O país existe como Estado independente desde 1993, quando houve a separação da Tchecolslováquia entre Eslováquia e a República Tcheca. A Tchecoslováquia havia sido fundada após o fim da Primeira Guerra Mundial e a queda do Império Austro-Húngaro, tendo sida incorporada temporariamente pela Alemanha nazista durante a Segunda Guerra Mundial e, após o fim da guerra, permaneceu sob a órbita da União Soviética.
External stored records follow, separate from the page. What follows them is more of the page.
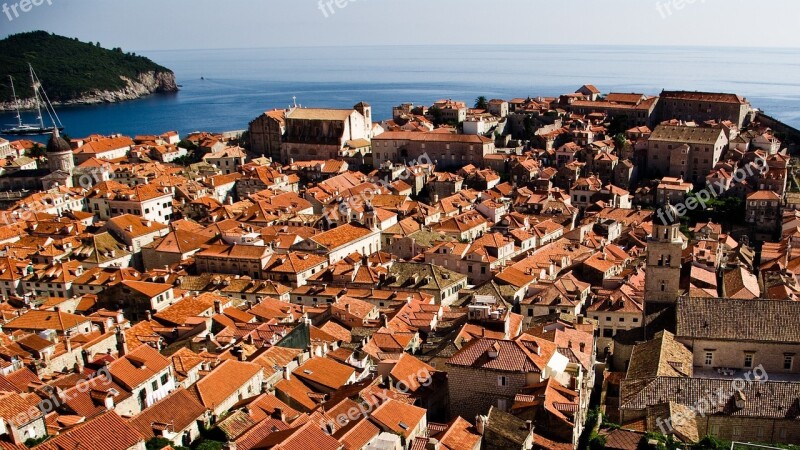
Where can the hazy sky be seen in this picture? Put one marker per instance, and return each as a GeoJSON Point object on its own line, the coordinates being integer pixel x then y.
{"type": "Point", "coordinates": [182, 24]}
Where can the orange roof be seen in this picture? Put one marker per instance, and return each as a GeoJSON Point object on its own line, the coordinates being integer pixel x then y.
{"type": "Point", "coordinates": [46, 320]}
{"type": "Point", "coordinates": [398, 417]}
{"type": "Point", "coordinates": [138, 366]}
{"type": "Point", "coordinates": [324, 372]}
{"type": "Point", "coordinates": [224, 381]}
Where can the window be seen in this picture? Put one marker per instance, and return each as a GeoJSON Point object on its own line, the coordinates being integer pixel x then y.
{"type": "Point", "coordinates": [502, 404]}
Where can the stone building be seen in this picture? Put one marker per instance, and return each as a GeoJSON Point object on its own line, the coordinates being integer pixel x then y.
{"type": "Point", "coordinates": [445, 149]}
{"type": "Point", "coordinates": [266, 133]}
{"type": "Point", "coordinates": [704, 106]}
{"type": "Point", "coordinates": [664, 251]}
{"type": "Point", "coordinates": [313, 133]}
{"type": "Point", "coordinates": [686, 152]}
{"type": "Point", "coordinates": [489, 373]}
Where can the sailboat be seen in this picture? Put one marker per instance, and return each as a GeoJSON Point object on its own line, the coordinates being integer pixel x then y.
{"type": "Point", "coordinates": [41, 99]}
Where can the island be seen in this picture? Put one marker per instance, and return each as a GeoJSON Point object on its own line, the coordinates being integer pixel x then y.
{"type": "Point", "coordinates": [74, 72]}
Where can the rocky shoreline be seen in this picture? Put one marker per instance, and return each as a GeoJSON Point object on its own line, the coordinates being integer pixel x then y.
{"type": "Point", "coordinates": [145, 84]}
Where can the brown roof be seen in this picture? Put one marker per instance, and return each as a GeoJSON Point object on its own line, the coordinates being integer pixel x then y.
{"type": "Point", "coordinates": [106, 432]}
{"type": "Point", "coordinates": [660, 357]}
{"type": "Point", "coordinates": [325, 372]}
{"type": "Point", "coordinates": [46, 320]}
{"type": "Point", "coordinates": [223, 381]}
{"type": "Point", "coordinates": [398, 417]}
{"type": "Point", "coordinates": [738, 320]}
{"type": "Point", "coordinates": [703, 97]}
{"type": "Point", "coordinates": [177, 411]}
{"type": "Point", "coordinates": [138, 366]}
{"type": "Point", "coordinates": [525, 354]}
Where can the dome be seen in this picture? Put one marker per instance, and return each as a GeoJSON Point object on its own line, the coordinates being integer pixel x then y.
{"type": "Point", "coordinates": [57, 144]}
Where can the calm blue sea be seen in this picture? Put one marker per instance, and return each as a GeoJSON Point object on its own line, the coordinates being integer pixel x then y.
{"type": "Point", "coordinates": [240, 84]}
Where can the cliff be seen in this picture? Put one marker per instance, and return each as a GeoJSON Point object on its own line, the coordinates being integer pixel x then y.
{"type": "Point", "coordinates": [74, 72]}
{"type": "Point", "coordinates": [145, 84]}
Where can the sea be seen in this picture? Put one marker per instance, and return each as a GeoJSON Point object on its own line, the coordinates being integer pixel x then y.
{"type": "Point", "coordinates": [224, 90]}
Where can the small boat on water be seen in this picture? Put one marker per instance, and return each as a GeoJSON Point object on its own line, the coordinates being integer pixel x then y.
{"type": "Point", "coordinates": [40, 99]}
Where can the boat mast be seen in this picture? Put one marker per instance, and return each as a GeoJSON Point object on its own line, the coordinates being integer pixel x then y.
{"type": "Point", "coordinates": [16, 101]}
{"type": "Point", "coordinates": [51, 111]}
{"type": "Point", "coordinates": [36, 97]}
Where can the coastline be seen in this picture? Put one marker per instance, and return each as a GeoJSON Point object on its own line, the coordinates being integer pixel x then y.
{"type": "Point", "coordinates": [147, 83]}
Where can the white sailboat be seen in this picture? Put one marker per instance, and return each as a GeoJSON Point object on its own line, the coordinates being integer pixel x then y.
{"type": "Point", "coordinates": [41, 99]}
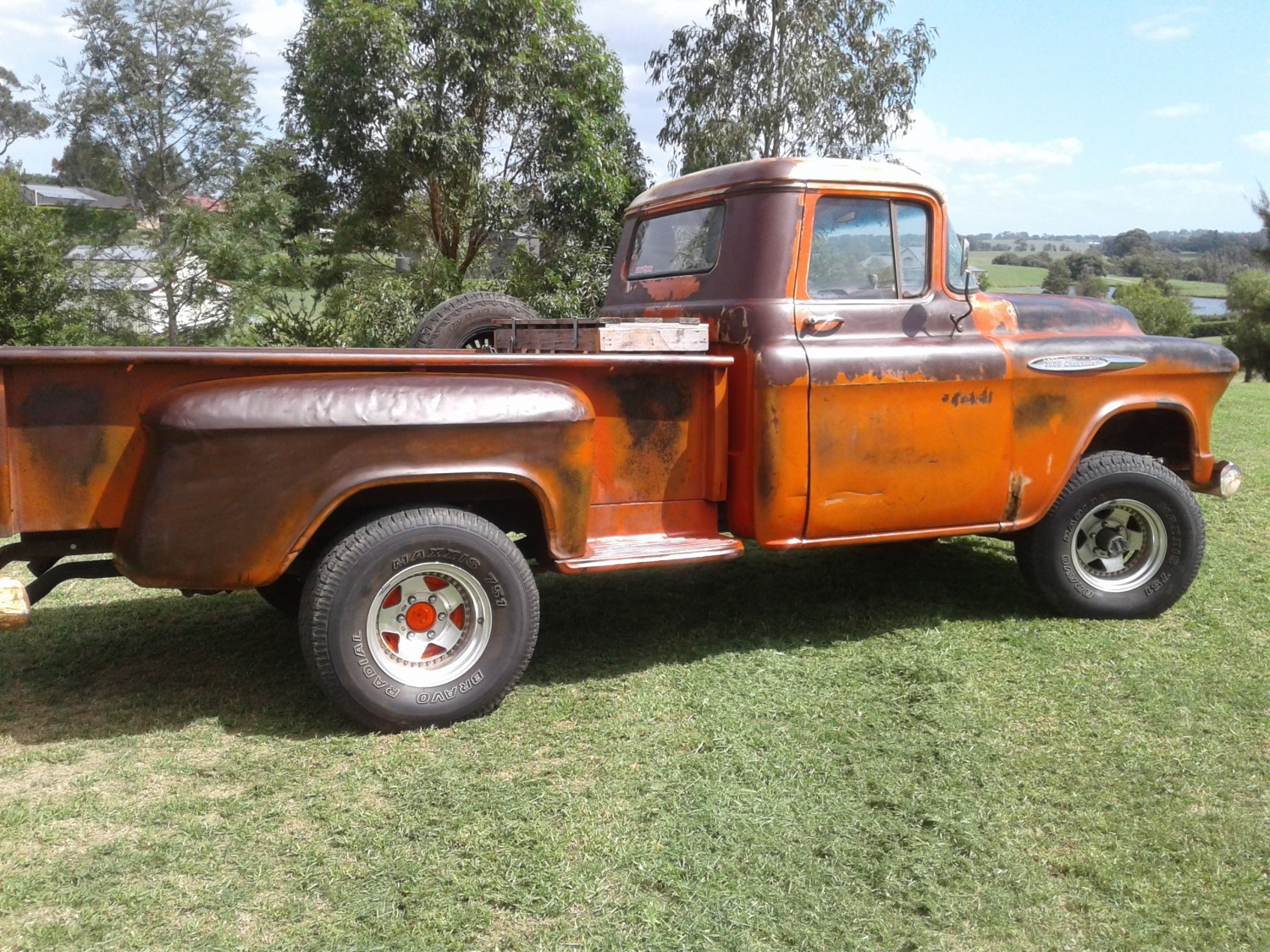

O país teve uma revolução em 1989, que permitiu a sua redemocratização, mas permaneceu um Estado Comunista até a sua divisão em 1993.
Praga, sua capital, fica às margens do rio Moldava e possui um extenso patrimônio arquitetônico e cultural. Passamos ali três noites e três dias, chegando de trem da Cracóvia e partindo de carro até Munique, na Alemanha. Foi lá que viramos o ano de 2019 para o fatídico 2020.
A viagem de trem partindo da Cracóvia é tranquila, mas leva quase 7 horas. E passa batido por um lugar que achamos interessante visitar, mas não pudemos, que é Kutná Hora, que abriga uma capela gótica cujo interior é inteiro decorado com cerca de 70 mil ossos de esqueletos humanos. Conhecida como Ossuário Sedlec, conta a história que em 1278 um padre local foi enviado a Jerusalém pelo Rei da Boêmia com o objetivo de trazer um pedaço da Terra Santa para seu território. Uma vez que esse “pedaço” foi colocado sobre um pedaço de terra local, todo o mundo queria ser enterrado ali.
Dois séculos depois, foi construída uma igreja ao lado do antigo cemitério e, nos porões da construção no estilo gótico, restavam muitos restos humanos. Em 1870, um artista local, Frantisek Rint, foi incumbido de renovar a igreja e expor os restos humanos do porão de uma forma artística. No processo, limpou todos os ossos que encontrou e os arranjou no interior da igreja. Hoje é um passeio interessante para quem está em Praga e tem tempo sobrando.
A principal atração de Praga é a Praça da Cidade Velha (Staroměstské náměstí). Como era fim de dezembro, ali estava montado um incrível Mercado de Natal, em meio às famosas construções que rodeiam o espaço. Seu principal elemento é sem dúvida o Relógio Astronômico, cujo ritual horário atrai multidões. Construído em 1410, é considerado o relógio astronômico em funcionamento mais antigo do mundo. Em suas coroas estão as fases da lua, estações do ano e até alguns feriados religiosos.

Relógio Astronômico
Se tiver saúde física, pode subir os estreitos degraus da Torre do Relógio Astronômico, no edifício da Prefeitura, que oferece uma bonita vista da cidade. Ali há também uma capela e algumas salas históricas interessantes.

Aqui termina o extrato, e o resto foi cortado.